Sultan mendesah, tampak putus asa. "Apa yang harus kulakukan supaya kau bisa melihat bahwa
aku tidak peduli apakah di kakimu ada bekas luka atau tidak? Apakah kau masih memiliki kakimu atau tidak. Apakah kau selamanya akan cacat atau tidak. Kau terlihat sempurna di mataku."
"Aku tahu," jawab Hara tenang. "Tapi aku tidak bisa melihat diriku bersanding denganmu dan menipu diriku sendiri bahwa aku terlihat sempurna."
Sultan pindah duduk di ranjang Hara. "Aku mau tanya sesuatu..." Sultan menatap mata Hara dengan serius. "Kalau kakiku yang cacat, bukan kakimu, apakah kau akan meninggalkanku?"
Hara terdiam sesaat. "Pertanyaanmu tidak relevan. Kakimu tidak cacat," sanggahnya.
Sultan tersenyum. "Tapi jawabannya tetap tidak, bukan? Kau tidak akan meninggalkanku. Aku
tidak akan meninggalkanmu juga. Sampai kapan pun."
Hara mencoba metode lain untuk meyakinkan Sultan supaya meninggalkannya. "Kau sudah
meraih semua impianmu. Hidupmu sudah sempurna. Kau tidak memerlukan kehadiranku dalam hidupmu. Aku mau bertanya satu pertanyaan penting. Aku mau kau jujur padaku. Apakah... kau
akan memakai sebuah berlian cacat pada rancangan perhiasanmu?"
Sultan mengerti kemana Hara ingin membawa pembicaraannya. Perlahan tangan Sultan terangkat,
lalu meraih kalung yang melingkari lehernya. Dilepaskannya kalung tersebut. Kemudian dia meraih tangan Hara dan meletakkan kalungnya di telapak tangan wanita itu.
Hara melihat seuntai kalung dengan sebuah berlian kecil. Keningnya berkerut keheranan.
"Kenapa kau memperlihatkan kalungmu kepadaku?"

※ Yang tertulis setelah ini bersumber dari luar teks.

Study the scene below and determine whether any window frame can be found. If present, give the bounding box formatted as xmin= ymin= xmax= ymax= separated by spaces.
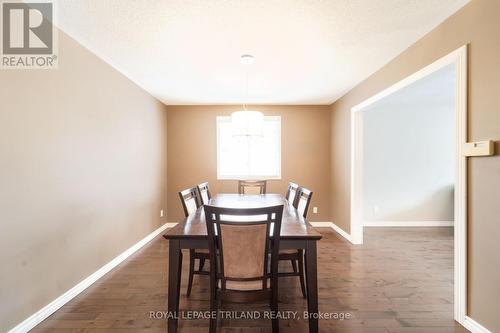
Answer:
xmin=215 ymin=116 xmax=282 ymax=180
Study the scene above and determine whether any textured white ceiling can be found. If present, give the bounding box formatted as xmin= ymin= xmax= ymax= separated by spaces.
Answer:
xmin=58 ymin=0 xmax=469 ymax=104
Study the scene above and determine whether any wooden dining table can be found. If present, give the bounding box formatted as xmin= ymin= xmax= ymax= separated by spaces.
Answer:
xmin=163 ymin=194 xmax=321 ymax=333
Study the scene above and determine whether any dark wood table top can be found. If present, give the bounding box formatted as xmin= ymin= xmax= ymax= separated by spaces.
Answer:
xmin=164 ymin=194 xmax=321 ymax=240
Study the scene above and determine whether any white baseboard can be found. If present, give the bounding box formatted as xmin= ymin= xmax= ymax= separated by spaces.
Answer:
xmin=8 ymin=223 xmax=176 ymax=333
xmin=363 ymin=221 xmax=454 ymax=227
xmin=309 ymin=222 xmax=333 ymax=228
xmin=309 ymin=222 xmax=352 ymax=243
xmin=462 ymin=316 xmax=492 ymax=333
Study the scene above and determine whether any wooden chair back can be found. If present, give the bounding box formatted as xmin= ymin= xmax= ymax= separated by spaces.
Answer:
xmin=286 ymin=183 xmax=299 ymax=205
xmin=204 ymin=205 xmax=283 ymax=291
xmin=238 ymin=180 xmax=267 ymax=194
xmin=198 ymin=182 xmax=212 ymax=205
xmin=179 ymin=187 xmax=201 ymax=217
xmin=293 ymin=187 xmax=313 ymax=218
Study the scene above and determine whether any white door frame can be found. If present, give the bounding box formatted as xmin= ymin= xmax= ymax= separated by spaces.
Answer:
xmin=350 ymin=45 xmax=467 ymax=324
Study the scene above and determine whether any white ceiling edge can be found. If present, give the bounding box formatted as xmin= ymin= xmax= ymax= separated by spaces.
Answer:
xmin=53 ymin=0 xmax=470 ymax=106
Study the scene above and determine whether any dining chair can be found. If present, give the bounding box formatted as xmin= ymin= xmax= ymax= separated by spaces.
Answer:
xmin=205 ymin=205 xmax=283 ymax=333
xmin=238 ymin=180 xmax=267 ymax=194
xmin=293 ymin=186 xmax=313 ymax=218
xmin=198 ymin=182 xmax=212 ymax=205
xmin=278 ymin=183 xmax=313 ymax=298
xmin=286 ymin=182 xmax=299 ymax=205
xmin=179 ymin=185 xmax=210 ymax=297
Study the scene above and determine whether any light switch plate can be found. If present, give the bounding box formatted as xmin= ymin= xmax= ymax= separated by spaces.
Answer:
xmin=462 ymin=140 xmax=495 ymax=156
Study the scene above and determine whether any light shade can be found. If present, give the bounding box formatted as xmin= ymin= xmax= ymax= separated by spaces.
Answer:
xmin=231 ymin=110 xmax=264 ymax=137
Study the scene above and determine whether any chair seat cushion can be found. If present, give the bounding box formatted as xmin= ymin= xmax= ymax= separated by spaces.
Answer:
xmin=219 ymin=279 xmax=271 ymax=291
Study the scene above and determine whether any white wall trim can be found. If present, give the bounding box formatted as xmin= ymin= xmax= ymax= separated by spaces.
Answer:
xmin=8 ymin=223 xmax=176 ymax=333
xmin=309 ymin=222 xmax=352 ymax=243
xmin=363 ymin=221 xmax=454 ymax=227
xmin=462 ymin=316 xmax=493 ymax=333
xmin=350 ymin=45 xmax=468 ymax=325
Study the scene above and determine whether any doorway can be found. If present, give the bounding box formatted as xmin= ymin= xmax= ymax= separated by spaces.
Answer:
xmin=350 ymin=46 xmax=467 ymax=323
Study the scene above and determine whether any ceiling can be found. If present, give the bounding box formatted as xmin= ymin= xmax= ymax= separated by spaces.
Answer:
xmin=57 ymin=0 xmax=469 ymax=104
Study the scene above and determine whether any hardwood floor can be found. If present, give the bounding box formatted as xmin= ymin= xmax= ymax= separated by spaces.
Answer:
xmin=32 ymin=228 xmax=467 ymax=333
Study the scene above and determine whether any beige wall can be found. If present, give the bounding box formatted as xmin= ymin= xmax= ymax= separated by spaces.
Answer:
xmin=0 ymin=33 xmax=167 ymax=332
xmin=167 ymin=106 xmax=330 ymax=222
xmin=331 ymin=0 xmax=500 ymax=332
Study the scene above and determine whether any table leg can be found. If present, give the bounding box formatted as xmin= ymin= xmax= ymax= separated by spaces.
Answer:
xmin=306 ymin=240 xmax=318 ymax=333
xmin=168 ymin=239 xmax=182 ymax=333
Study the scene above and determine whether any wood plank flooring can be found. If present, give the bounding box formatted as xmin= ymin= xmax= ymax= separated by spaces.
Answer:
xmin=32 ymin=228 xmax=467 ymax=333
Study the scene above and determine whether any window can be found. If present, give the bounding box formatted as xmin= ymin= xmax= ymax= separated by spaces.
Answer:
xmin=217 ymin=117 xmax=281 ymax=179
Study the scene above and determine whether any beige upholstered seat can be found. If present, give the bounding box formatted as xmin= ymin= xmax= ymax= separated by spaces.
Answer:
xmin=238 ymin=180 xmax=267 ymax=194
xmin=204 ymin=205 xmax=284 ymax=333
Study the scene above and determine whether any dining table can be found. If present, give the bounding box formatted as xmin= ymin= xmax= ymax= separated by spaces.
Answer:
xmin=163 ymin=193 xmax=322 ymax=333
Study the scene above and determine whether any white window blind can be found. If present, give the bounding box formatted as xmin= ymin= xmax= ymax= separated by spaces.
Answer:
xmin=217 ymin=116 xmax=281 ymax=179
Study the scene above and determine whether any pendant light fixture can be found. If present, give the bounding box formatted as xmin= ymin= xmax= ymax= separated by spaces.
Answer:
xmin=231 ymin=54 xmax=264 ymax=138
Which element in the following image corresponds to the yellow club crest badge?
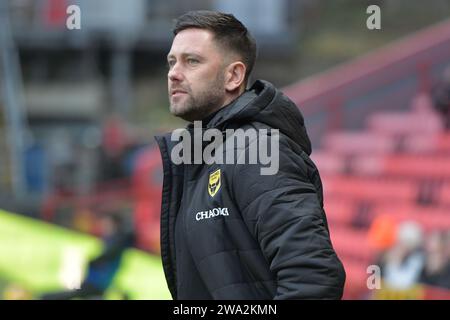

Sultan menatap Hara dengan lembut. "Berlian kecil di pinggiran besi itu adalah berlian yang pertama kali kupotong. Aku melakukan satu kesalahan kecil. Kesalahan pertama dan satu satunya yang kubuat. Aku membuat berlian itu kehilangan cahayanya. Berapa kalipun aku mencoba memperbaikinya, berlian itu tetap cacat selamanya. Sekarang, kau bertanya padaku apakah aku akan memakai sebuah berlian cacat untuk perhiasanku? Jawabannya tentu saja tidak. Berlian yang kau pegang itu tidak berharga pada perhiasan manapun. Tapi... bongkahan batu kecil itu sangat berharga bagiku. Lebih daripada berlian manapun. Aku selalu mengenakannya setiap hari. Hidupku tidak akan sempurna tanpa berlian cacat itu. Hidupku tidak akan sempurna tanpa dirimu."
Sultan mencondongkan tubuhnya dan memegang wajah Hara dengan kedua tangannya. "Aku mencintaimu. Aku mencintaimu, Hara. Dan aku tidak akan meninggalkanmu."